Sorry that its been so long since ive updated. life has found seven different ways to fuck me and my family over. Between my last update and now the following things have happened:
- We got evicted from our house because our landlady got conned into it by her evil, greedy little children.
- This is a touchy subject, but my slutty sister decided to cart her big ass away from my family and take her little girl with her. She was only supposed to be gone for a week. we find out a fucking month later she moved into a house fucking three states away and wont even let us speak to her daughter. the Skank lied to my parents and hurt them. if i ever see her again ill tell her a little story. Its from my boot. its called Kicking your ASS!
-worst of all, I am sitting in a motel in kentucky because my uncle Billy will soon die. My uncle is a great man, who has had a great life. He will die of health complications at the age of 40. He was a volunteer firefighter who loved what he did. he had two kids and adopted four more. he had this uncanny ability to make anyone laugh under any circumstances. Even now, in pain and sedated from medication, his sense of humor remains steadfast. people say i look like him.

Ive never wanted to cry so much in my life. But i cant. i have to remain strong and vigilant over my grandmother (i call her Mimmie) My Aunts and my mother. Mimmie cries when she sees pictures and talks of Billy. A 6'4" , 250 Lb man shrank to 5'11" and 175 Lbs. My aunt Stacy cried because billy is responsible for the path she walks. If Billy wasnt a firefighter, She wouldnt have become a paramedic. My mother hasnt cried much, but when its all over, she'll crumble.

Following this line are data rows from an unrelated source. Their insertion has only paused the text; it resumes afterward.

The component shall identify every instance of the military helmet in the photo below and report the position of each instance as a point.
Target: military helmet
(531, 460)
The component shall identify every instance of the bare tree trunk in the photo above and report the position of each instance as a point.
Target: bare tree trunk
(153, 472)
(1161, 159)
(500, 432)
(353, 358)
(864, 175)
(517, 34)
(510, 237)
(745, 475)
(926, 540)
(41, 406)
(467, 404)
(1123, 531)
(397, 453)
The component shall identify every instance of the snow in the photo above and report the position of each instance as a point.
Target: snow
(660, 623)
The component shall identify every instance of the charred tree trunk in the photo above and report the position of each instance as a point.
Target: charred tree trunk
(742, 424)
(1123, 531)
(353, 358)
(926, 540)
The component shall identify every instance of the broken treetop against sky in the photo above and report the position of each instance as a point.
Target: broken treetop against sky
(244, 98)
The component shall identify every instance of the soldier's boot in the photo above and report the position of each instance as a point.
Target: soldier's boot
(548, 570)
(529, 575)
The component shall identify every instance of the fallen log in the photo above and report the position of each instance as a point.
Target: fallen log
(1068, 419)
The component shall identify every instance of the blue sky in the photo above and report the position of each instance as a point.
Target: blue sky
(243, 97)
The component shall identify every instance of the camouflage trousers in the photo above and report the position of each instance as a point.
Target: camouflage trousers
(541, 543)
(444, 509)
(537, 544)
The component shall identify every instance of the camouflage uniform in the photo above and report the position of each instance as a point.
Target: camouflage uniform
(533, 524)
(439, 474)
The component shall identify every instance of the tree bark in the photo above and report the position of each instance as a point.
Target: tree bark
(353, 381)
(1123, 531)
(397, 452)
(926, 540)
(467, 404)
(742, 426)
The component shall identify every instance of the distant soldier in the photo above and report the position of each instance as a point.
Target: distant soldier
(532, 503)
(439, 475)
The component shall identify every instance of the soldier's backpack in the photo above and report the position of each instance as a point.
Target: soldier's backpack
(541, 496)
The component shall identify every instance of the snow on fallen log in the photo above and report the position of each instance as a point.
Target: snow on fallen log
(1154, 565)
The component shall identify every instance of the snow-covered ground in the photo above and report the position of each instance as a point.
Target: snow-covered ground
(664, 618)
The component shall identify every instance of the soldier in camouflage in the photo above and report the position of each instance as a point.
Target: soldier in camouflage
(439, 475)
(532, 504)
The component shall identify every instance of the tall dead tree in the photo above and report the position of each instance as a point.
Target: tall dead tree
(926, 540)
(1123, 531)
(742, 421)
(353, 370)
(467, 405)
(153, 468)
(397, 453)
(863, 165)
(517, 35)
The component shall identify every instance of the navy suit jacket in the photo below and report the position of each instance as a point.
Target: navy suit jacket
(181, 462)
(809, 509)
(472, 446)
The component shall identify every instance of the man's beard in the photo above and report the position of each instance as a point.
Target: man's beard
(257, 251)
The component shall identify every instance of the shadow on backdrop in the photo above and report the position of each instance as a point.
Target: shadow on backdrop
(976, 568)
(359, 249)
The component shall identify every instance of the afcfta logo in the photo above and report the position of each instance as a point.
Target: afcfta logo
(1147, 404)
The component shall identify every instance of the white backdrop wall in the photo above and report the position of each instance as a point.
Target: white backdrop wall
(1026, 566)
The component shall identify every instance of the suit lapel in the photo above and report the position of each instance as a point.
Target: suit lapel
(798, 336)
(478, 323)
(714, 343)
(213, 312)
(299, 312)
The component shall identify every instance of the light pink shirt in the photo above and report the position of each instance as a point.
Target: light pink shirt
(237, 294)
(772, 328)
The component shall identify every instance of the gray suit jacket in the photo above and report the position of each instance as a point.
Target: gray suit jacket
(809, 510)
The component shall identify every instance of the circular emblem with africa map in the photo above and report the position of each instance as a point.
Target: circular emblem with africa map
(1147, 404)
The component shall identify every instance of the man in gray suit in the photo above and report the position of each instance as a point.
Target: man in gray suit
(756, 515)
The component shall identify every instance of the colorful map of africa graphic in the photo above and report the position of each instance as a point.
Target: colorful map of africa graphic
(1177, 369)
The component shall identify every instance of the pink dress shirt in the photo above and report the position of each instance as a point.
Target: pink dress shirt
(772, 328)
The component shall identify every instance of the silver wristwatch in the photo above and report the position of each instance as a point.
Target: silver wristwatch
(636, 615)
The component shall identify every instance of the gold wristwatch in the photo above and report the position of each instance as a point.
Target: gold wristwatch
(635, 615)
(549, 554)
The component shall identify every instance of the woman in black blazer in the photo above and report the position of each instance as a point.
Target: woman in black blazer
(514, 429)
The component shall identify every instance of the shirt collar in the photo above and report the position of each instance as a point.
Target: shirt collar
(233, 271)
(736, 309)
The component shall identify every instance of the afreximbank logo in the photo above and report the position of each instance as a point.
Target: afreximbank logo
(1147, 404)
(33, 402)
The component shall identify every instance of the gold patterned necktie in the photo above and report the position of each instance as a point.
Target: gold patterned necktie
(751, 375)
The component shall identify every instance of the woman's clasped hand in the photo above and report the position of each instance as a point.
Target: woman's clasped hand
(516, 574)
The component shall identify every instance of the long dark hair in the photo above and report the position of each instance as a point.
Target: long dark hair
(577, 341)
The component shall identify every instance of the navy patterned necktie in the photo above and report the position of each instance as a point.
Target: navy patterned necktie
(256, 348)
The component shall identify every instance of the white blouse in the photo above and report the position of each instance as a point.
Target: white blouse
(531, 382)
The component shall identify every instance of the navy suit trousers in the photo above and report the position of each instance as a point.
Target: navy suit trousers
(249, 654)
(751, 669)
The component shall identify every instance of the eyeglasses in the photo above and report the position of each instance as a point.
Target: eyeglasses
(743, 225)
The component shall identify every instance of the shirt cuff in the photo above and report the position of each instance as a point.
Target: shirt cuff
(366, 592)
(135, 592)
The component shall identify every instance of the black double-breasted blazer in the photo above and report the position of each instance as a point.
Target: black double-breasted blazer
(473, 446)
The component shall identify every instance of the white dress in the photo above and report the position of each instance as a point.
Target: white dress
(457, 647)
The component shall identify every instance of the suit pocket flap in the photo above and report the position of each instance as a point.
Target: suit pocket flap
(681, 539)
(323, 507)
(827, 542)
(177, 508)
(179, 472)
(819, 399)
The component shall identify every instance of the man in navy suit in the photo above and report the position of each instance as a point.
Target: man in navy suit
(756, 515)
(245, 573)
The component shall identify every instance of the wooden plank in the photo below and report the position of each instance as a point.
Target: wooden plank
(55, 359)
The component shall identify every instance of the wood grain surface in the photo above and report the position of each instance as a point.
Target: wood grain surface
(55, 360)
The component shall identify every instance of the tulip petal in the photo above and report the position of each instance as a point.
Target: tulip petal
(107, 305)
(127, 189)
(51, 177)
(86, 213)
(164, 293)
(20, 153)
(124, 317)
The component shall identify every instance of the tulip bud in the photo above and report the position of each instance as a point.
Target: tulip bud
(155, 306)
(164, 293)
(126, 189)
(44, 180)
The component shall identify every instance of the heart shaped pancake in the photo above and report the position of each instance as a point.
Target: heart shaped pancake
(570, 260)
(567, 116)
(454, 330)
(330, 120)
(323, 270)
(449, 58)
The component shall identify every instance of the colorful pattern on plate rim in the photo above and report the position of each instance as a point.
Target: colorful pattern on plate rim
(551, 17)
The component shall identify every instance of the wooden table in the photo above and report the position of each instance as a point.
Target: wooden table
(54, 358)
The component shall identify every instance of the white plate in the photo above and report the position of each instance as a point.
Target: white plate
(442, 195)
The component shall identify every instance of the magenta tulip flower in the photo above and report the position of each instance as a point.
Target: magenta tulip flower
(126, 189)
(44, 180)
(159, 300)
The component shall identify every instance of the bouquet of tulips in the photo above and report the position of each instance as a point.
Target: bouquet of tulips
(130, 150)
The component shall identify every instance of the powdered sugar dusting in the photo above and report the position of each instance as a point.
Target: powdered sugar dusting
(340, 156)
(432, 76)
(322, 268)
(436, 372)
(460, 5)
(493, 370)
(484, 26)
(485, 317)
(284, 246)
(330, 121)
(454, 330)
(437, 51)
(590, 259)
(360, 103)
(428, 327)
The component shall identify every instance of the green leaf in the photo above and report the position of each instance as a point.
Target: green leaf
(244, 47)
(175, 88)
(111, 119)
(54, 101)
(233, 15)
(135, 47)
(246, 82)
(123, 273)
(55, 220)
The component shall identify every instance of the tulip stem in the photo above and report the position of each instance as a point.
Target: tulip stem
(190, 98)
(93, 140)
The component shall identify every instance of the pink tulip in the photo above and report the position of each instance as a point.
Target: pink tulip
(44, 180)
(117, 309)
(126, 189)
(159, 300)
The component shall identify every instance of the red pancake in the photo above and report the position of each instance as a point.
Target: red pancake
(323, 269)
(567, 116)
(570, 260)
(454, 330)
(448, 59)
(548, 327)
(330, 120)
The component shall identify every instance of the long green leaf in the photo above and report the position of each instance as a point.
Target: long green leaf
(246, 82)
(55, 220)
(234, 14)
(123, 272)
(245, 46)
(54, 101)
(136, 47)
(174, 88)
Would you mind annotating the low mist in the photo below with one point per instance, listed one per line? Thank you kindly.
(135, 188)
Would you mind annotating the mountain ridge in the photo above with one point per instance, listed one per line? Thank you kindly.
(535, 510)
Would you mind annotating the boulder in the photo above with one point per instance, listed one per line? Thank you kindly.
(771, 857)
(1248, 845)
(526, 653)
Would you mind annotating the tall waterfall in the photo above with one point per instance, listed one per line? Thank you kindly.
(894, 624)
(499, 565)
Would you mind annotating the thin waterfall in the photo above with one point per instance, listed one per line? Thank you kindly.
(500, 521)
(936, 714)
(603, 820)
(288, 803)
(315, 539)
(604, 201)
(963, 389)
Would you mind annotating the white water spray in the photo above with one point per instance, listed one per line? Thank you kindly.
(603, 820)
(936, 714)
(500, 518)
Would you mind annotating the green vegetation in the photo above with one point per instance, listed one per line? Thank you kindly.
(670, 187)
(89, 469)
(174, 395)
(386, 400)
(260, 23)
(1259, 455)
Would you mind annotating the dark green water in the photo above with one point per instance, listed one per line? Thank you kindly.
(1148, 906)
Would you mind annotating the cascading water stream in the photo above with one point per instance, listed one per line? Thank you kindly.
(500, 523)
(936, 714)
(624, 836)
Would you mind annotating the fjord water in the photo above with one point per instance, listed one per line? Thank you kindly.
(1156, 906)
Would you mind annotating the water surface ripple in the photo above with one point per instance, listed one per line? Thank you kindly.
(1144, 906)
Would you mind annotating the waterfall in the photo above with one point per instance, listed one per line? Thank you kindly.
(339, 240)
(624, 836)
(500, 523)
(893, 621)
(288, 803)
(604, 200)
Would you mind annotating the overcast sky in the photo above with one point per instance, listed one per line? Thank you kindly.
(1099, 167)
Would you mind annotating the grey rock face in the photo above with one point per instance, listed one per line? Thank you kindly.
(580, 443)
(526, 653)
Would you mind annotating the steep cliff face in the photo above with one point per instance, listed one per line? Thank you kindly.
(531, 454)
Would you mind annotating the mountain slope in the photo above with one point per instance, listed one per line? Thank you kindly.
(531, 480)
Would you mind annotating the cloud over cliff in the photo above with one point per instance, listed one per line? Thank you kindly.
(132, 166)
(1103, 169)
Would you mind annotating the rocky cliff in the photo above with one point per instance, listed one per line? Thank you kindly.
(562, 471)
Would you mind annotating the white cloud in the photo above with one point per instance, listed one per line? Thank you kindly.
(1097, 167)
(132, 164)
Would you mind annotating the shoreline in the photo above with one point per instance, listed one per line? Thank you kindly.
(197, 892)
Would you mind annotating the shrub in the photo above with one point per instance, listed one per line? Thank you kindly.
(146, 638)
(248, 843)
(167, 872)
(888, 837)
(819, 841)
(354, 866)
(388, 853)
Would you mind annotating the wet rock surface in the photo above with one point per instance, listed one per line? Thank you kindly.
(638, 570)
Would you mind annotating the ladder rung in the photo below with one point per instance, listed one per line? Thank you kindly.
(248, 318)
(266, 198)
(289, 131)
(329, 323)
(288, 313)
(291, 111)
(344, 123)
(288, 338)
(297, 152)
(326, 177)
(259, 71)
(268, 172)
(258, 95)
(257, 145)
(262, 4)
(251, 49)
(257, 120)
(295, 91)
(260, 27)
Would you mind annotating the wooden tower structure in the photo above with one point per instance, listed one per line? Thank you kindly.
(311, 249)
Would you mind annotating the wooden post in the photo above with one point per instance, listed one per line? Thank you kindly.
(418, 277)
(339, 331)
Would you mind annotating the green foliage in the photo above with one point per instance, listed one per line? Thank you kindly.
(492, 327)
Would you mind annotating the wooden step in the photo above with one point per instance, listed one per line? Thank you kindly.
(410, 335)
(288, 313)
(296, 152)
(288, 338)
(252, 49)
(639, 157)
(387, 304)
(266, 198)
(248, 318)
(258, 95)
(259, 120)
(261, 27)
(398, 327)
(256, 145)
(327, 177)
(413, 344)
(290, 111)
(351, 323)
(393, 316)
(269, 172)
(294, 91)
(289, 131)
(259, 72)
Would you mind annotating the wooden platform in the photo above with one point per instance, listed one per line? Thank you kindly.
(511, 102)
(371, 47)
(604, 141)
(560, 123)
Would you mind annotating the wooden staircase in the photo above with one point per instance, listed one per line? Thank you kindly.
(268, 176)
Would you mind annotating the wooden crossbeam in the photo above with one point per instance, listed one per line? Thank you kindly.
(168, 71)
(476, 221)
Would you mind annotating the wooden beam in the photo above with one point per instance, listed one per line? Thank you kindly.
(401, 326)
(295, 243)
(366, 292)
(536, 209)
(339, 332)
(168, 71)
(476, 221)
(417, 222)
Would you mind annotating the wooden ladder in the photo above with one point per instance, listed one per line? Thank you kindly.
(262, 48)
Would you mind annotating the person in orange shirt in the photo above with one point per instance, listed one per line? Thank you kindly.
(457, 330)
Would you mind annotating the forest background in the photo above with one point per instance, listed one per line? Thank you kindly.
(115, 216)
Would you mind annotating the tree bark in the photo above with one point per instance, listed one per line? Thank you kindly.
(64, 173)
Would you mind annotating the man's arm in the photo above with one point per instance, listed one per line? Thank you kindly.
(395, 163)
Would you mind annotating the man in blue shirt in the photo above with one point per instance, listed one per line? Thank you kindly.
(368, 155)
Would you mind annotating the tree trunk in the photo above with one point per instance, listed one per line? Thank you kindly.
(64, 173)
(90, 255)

I cant cry. I cant hurt. I cant grieve. even as i type these words i cant cry. If i do, no one will be able to help my family. Dad is still at home which does me no good and my grandfather (i call him Pap) who has been the strongest man ive ever known is beginning to fall.

All i want is to wrap my arms around someone, and have their arms around me. I want to lay my face in their shoulders and let it all bleed out. My home, my niece, my uncle, my grief, all of it. I want to cry and let it the fuck go.

Someone tell me its alright. Tell me i'm not alone.


I leave you with the words of my uncle when someone asked if they would wait for them in Heaven,

"I'd wait outside the gates for ya, but i'd probably get picked up for loitering."